3.2. Patient Characteristics by PPSV23-Serotype CAP and Non-PPSV23-Serotype CAP Patients
Table 2 depicts patient demographics, social history, and medical history, stratified by PPSV23-serotype CAP and non-PPSV23-serotype CAP patients. The median age for patients with PPSV23-serotype CAP was significantly lower (62 vs. 66; p-value = 0.006). A larger percentage of PPSV23-serotype CAP patients were current or former smokers (77% vs. 70%; p-value = 0.009) and had a history of non-cirrhotic liver disease (10% vs. 7%; p-value = 0.022). The PPSV23-serotype CAP patients had significantly lower rates of heart failure (24% vs. 30%; p-value = 0.032), coronary artery disease (22% vs. 30%; p-value = 0.002), hyperlipidemia (37% vs. 43%; p-value = 0.038) and atrial fibrillation (14% vs. 20%; p-value = 0.014). Severity of disease, as measured by PSI risk class IV–V and CURB-65, was not statistically different between PPSV23-serotype CAP and non-PPSV23-serotype CAP patients. However, PPSV23-serotype CAP patients were directly admitted to the ICU at a higher rate (22% vs. 16%; p-value = 0.005).
Table 2.
Patient demographics, social and medical history between PPSV23-serotype CAP and non-PPSV23-serotype CAP patients.
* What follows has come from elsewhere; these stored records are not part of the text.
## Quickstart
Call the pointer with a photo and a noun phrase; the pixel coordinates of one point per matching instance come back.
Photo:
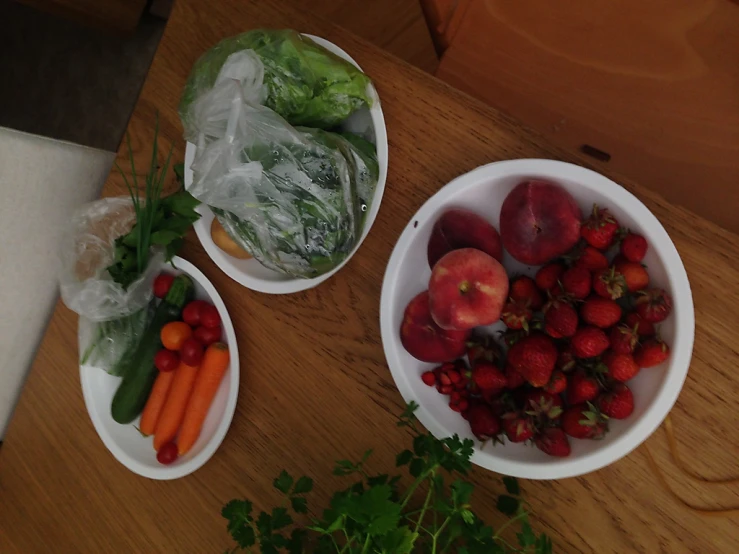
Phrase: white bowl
(369, 123)
(125, 442)
(483, 191)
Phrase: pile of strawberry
(576, 333)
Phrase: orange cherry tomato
(174, 334)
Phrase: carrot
(215, 363)
(155, 403)
(174, 408)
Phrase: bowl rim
(683, 313)
(289, 286)
(175, 472)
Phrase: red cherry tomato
(167, 453)
(166, 360)
(191, 313)
(209, 317)
(207, 336)
(162, 284)
(191, 352)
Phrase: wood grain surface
(654, 84)
(315, 386)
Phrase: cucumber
(135, 387)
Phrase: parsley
(373, 515)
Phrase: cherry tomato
(191, 352)
(174, 334)
(167, 453)
(162, 284)
(209, 317)
(166, 360)
(207, 336)
(191, 313)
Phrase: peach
(467, 289)
(539, 221)
(458, 228)
(424, 339)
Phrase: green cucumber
(135, 387)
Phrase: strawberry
(601, 312)
(557, 383)
(653, 352)
(516, 314)
(623, 339)
(518, 426)
(621, 367)
(599, 229)
(589, 342)
(576, 282)
(488, 377)
(484, 424)
(534, 357)
(560, 319)
(547, 278)
(581, 388)
(634, 247)
(553, 441)
(609, 283)
(653, 305)
(584, 421)
(635, 276)
(643, 328)
(524, 289)
(617, 403)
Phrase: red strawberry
(547, 278)
(623, 339)
(634, 247)
(534, 357)
(589, 342)
(584, 421)
(518, 426)
(609, 283)
(484, 424)
(618, 402)
(621, 367)
(488, 377)
(524, 289)
(516, 314)
(651, 353)
(560, 319)
(557, 383)
(553, 441)
(599, 229)
(576, 282)
(600, 312)
(581, 388)
(653, 305)
(592, 259)
(635, 275)
(643, 328)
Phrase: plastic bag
(112, 319)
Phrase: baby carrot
(212, 369)
(174, 408)
(156, 401)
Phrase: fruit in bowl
(589, 331)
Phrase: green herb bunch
(374, 515)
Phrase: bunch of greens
(375, 515)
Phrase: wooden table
(315, 386)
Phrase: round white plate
(483, 191)
(370, 123)
(135, 451)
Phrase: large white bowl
(370, 123)
(483, 191)
(125, 442)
| Variable | PPSV23 Serotype CAP (n = 336) |
Non-PPSV23 Serotype CAP (n = 3350) |
p-Value |
|---|---|---|---|
| Age, median (IQR) | 62 (55, 72) | 66 (55, 77) | 0.006 |
| Male sex, n (%) | 156 (46) | 1606 (48) | 0.637 |
| Black or African American race, n (%) | 60 (18) | 676 (20) | 0.345 |
| Nursing home resident, n (%) | 23 (7) | 292 (9) | 0.286 |
| Current or former smoker, n (%) | 260 (77) | 2360 (70) | 0.009 |
| Obesity (BMI > 30), n (%) | 121 (36) | 1284 (38) | 0.431 |
| COPD, n (%) | 180 (54) | 1612 (48) | 0.064 |
| Diabetes, n (%) | 95 (28) | 1101 (33) | 0.098 |
| Renal disease, n (%) | 79 (24) | 906 (27) | 0.183 |
| Heart failure, n (%) | 80 (24) | 990 (30) | 0.032 |
| Coronary artery disease, n (%) | 74 (22) | 1016 (30) | 0.002 |
| Cerebrovascular disease, n (%) | 33 (10) | 418 (12) | 0.184 |
| Neoplastic disease (active or within past year), n (%) | 38 (11) | 447 (13) | 0.334 |
| Liver disease (non-cirrhotic), n (%) | 35 (10) | 230 (7) | 0.022 |
| Cirrhosis, n (%) | 9 (3) | 48 (1) | 0.125 |
| Essential arterial hypertension, n (%) | 219 (65) | 2297 (69) | 0.226 |
| Hyperlipidemia, n (%) | 125 (37) | 1449 (43) | 0.038 |
| Prior myocardial infarction, n (%) | 36 (11) | 449 (13) | 0.192 |
| Atrial fibrillation, n (%) | 47 (14) | 660 (20) | 0.014 |
| HIV, n (%) | 10 (3) | 50 (1) | 0.068 |
| Direct ICU admission, n (%) | 75 (22) | 539 (16) | 0.005 |
| PSI risk class IV–V, n (%) | 189 (56) | 1868 (56) | 0.909 |
| CURB-65 score 4 or 5, n (%) | 26 (8) | 325 (10) | 0.284 |
Abbreviations: PPSV23: 23-valent pneumococcal polysaccharide vaccine, IQR: Interquartile range, COPD: Chronic obstructive pulmonary disease, HIV: Human immunodeficiency virus, ICU: Intensive care unit, PSI: Pneumonia Severity Index.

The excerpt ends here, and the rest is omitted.